Similar arrangements are pursued by another Indianapolis firm, Browning Investments, says Alan Burns, vice president of finance. "We're still getting our money for construction from the banks, Merchants and Huntington. We get our end loans from life companies and pension funds. Our most recent permanent financing we got from Nationwide Life Insurance through their local mortgage correspondent, Mortgage Company of Indiana." Real-estate slump or not, Browning is building. It has an office building currently under construction on the north side of Indianapolis.

So--there are some deep pockets out there to tap into, if you frame the right deal. One way to sweeten the terms is to get the construction company to take an equity position in the project. The experts recommend about a 20 percent slice of the pie. "It is not uncommon to see the builder with 25 percent equity in a situation, notes Kurt Meyer, vice president and partner in Citimark Development Co. in Indianapolis. "The days when you could overfinance a building are certainly long gone."

Things do seem to be looking up a bit. The Federal Reserve board, for example, dropped its discount rate to help stimulate the economy. It also reduced the reserves it requires banks to have, which, it said, should give them added incentive to "lend to creditworthy borrowers." Robert Clark, U.S. Comptroller of the Currency and the self-acknowledged "regulator from hell," also has been under fire lately to cool his brimstone punishment of the U.S. fiscal system. So--there is some edging toward a less-repressive credit situation and a warming sense of optimism.

"From everyting that we're hearing, it appears that opportunities for financing a building are going to improve over the next 30 to 90 days," says Meyer of Citimark. "The latter part of last year, everybody was in a 'wait and see' kind of mode.

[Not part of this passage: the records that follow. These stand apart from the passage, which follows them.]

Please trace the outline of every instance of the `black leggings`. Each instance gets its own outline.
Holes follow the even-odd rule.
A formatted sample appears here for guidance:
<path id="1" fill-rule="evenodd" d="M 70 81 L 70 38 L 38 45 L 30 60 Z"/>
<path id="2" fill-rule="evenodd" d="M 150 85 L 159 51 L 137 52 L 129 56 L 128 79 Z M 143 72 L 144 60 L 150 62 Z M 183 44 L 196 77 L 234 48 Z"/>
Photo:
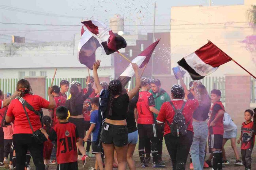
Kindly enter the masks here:
<path id="1" fill-rule="evenodd" d="M 43 156 L 44 145 L 35 143 L 32 134 L 15 134 L 12 141 L 15 148 L 16 170 L 24 170 L 27 150 L 29 150 L 37 170 L 45 170 Z"/>

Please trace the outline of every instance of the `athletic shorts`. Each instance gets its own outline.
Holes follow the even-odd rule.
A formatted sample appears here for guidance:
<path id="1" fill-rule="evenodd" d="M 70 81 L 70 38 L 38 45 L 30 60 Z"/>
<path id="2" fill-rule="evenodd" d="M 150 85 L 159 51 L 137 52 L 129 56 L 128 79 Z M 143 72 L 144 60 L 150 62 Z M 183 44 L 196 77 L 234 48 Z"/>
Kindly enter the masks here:
<path id="1" fill-rule="evenodd" d="M 90 129 L 91 124 L 90 124 L 89 121 L 84 121 L 84 126 L 85 126 L 85 131 L 87 131 Z"/>
<path id="2" fill-rule="evenodd" d="M 128 143 L 136 144 L 138 142 L 138 130 L 128 134 Z"/>
<path id="3" fill-rule="evenodd" d="M 128 129 L 126 125 L 115 125 L 107 123 L 103 125 L 101 142 L 105 144 L 122 147 L 128 144 Z"/>
<path id="4" fill-rule="evenodd" d="M 138 124 L 139 136 L 141 138 L 150 138 L 157 137 L 157 130 L 155 124 Z"/>
<path id="5" fill-rule="evenodd" d="M 230 139 L 231 138 L 237 138 L 237 129 L 236 129 L 230 131 L 224 131 L 223 139 Z"/>
<path id="6" fill-rule="evenodd" d="M 76 125 L 76 129 L 78 131 L 79 138 L 83 139 L 85 131 L 85 123 L 83 118 L 76 119 L 69 117 L 68 118 L 68 122 Z"/>
<path id="7" fill-rule="evenodd" d="M 100 146 L 96 144 L 96 142 L 91 142 L 91 153 L 95 154 L 99 153 L 102 154 L 102 146 L 101 144 Z"/>
<path id="8" fill-rule="evenodd" d="M 211 149 L 222 149 L 222 140 L 223 136 L 221 135 L 209 135 L 208 136 L 208 145 L 209 151 Z"/>
<path id="9" fill-rule="evenodd" d="M 70 119 L 70 118 L 69 118 Z M 57 170 L 78 170 L 77 161 L 58 164 Z"/>

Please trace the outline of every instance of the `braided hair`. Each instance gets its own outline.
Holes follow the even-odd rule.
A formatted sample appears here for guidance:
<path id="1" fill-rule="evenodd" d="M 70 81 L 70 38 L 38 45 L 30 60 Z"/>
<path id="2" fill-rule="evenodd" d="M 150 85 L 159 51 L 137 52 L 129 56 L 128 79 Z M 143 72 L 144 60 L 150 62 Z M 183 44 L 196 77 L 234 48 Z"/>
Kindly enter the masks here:
<path id="1" fill-rule="evenodd" d="M 108 90 L 109 92 L 108 107 L 109 115 L 112 115 L 112 107 L 113 103 L 114 100 L 114 97 L 117 95 L 121 94 L 123 91 L 123 86 L 121 82 L 118 80 L 113 80 L 109 82 Z"/>
<path id="2" fill-rule="evenodd" d="M 42 118 L 43 123 L 45 125 L 46 127 L 46 132 L 48 134 L 49 134 L 49 131 L 51 128 L 51 124 L 52 124 L 52 119 L 49 116 L 44 116 Z"/>

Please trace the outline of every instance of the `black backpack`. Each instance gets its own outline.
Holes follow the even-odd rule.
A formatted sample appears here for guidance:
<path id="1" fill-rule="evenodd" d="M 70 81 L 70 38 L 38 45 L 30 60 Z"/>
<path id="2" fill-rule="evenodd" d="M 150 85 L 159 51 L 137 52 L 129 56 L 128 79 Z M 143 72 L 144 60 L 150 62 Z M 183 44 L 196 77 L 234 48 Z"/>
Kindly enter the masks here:
<path id="1" fill-rule="evenodd" d="M 168 125 L 171 129 L 171 134 L 175 137 L 179 137 L 184 136 L 187 134 L 187 130 L 189 123 L 186 123 L 186 119 L 182 114 L 184 107 L 186 104 L 184 102 L 180 109 L 176 109 L 172 102 L 170 102 L 170 104 L 173 108 L 175 115 L 173 117 L 173 120 L 171 124 L 166 120 Z"/>

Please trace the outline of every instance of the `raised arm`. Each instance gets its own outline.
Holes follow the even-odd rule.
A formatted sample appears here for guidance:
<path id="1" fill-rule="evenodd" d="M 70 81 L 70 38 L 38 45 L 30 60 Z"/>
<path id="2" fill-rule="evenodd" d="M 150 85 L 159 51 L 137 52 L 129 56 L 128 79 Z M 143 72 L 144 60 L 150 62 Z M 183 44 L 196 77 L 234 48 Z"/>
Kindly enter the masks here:
<path id="1" fill-rule="evenodd" d="M 101 90 L 103 89 L 103 87 L 99 84 L 99 79 L 98 75 L 98 69 L 99 68 L 100 64 L 100 60 L 97 60 L 93 64 L 93 77 L 94 78 L 94 83 L 99 93 L 100 93 Z"/>
<path id="2" fill-rule="evenodd" d="M 139 75 L 139 72 L 138 71 L 139 67 L 138 65 L 134 63 L 132 63 L 132 68 L 133 69 L 134 72 L 135 72 L 136 79 L 135 87 L 132 90 L 127 92 L 127 94 L 128 96 L 129 96 L 130 100 L 140 90 L 141 86 L 140 78 Z"/>

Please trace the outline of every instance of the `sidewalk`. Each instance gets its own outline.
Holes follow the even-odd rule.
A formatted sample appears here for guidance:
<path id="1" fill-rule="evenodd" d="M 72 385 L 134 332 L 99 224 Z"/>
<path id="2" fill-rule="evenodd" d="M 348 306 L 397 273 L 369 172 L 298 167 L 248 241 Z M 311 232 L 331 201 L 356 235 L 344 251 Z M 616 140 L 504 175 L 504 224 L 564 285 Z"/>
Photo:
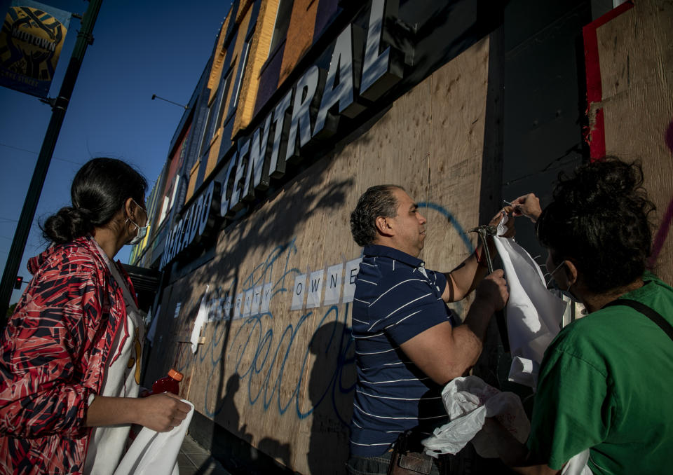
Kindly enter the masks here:
<path id="1" fill-rule="evenodd" d="M 177 464 L 180 475 L 231 475 L 208 450 L 189 435 L 185 436 L 177 455 Z"/>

"There are a few permanent lenders who are interested in getting back into real estate," Meyer continues, "but I can't tell you today who is going to give us a 30-year mortgage. These are the insurance companies and the pension funds, the traditional sources who kind of shut the spigot off several months ago."

David Goodrich, president of the commercial real-estate division of F.C. Tucker Co. Inc. in Indianapolis, claims there are good reasons for Hoosiers to cheer up. For one thing, there has not been the rampant speculation and overbuilding in Indiana that there has been in other parts of the country. Nor have Indiana and the Midwest gotten all that much attention from the Japanese and the Europeans. "We're not very flashy, but the basics are here. We are conservative by nature. So we are better off in these times. The market here is very healthy and the outlook is favorable,c Goodrich maintains.

Meyer agrees that those companies that have operated on an economically sound basis are well-prepared for today's market. When the money flow picks up again, those with the conservative track records typical of Hoosier developers should fare well. "We have always looked at every project we do on a very sound economic principle. We had some assurance of demand, a demonstrated market." And that's what lenders are looking for.

Indiana has other things going for it besides its attitude. "We have strong resources," Goodrich says. In this decade, water is going to be one of the Midwest's biggest assets, he forecasts, while in the Southeast and Southwest, it will be a factor that will limit continued population growth. He also makes reference to the Midwest's pool of skilled labor that's available for manufacturing. "I think there will be a resurgence of manufacturing, and we are well-positioned to take advantage of that."

When will the market turn? Many experts expect that in the current recession, the overall contraction will be about half of the average post-World War II recessions, relatively mild and short by historical standards. The optimistic experts expect things to be looking up sometime in the second quarter of this year.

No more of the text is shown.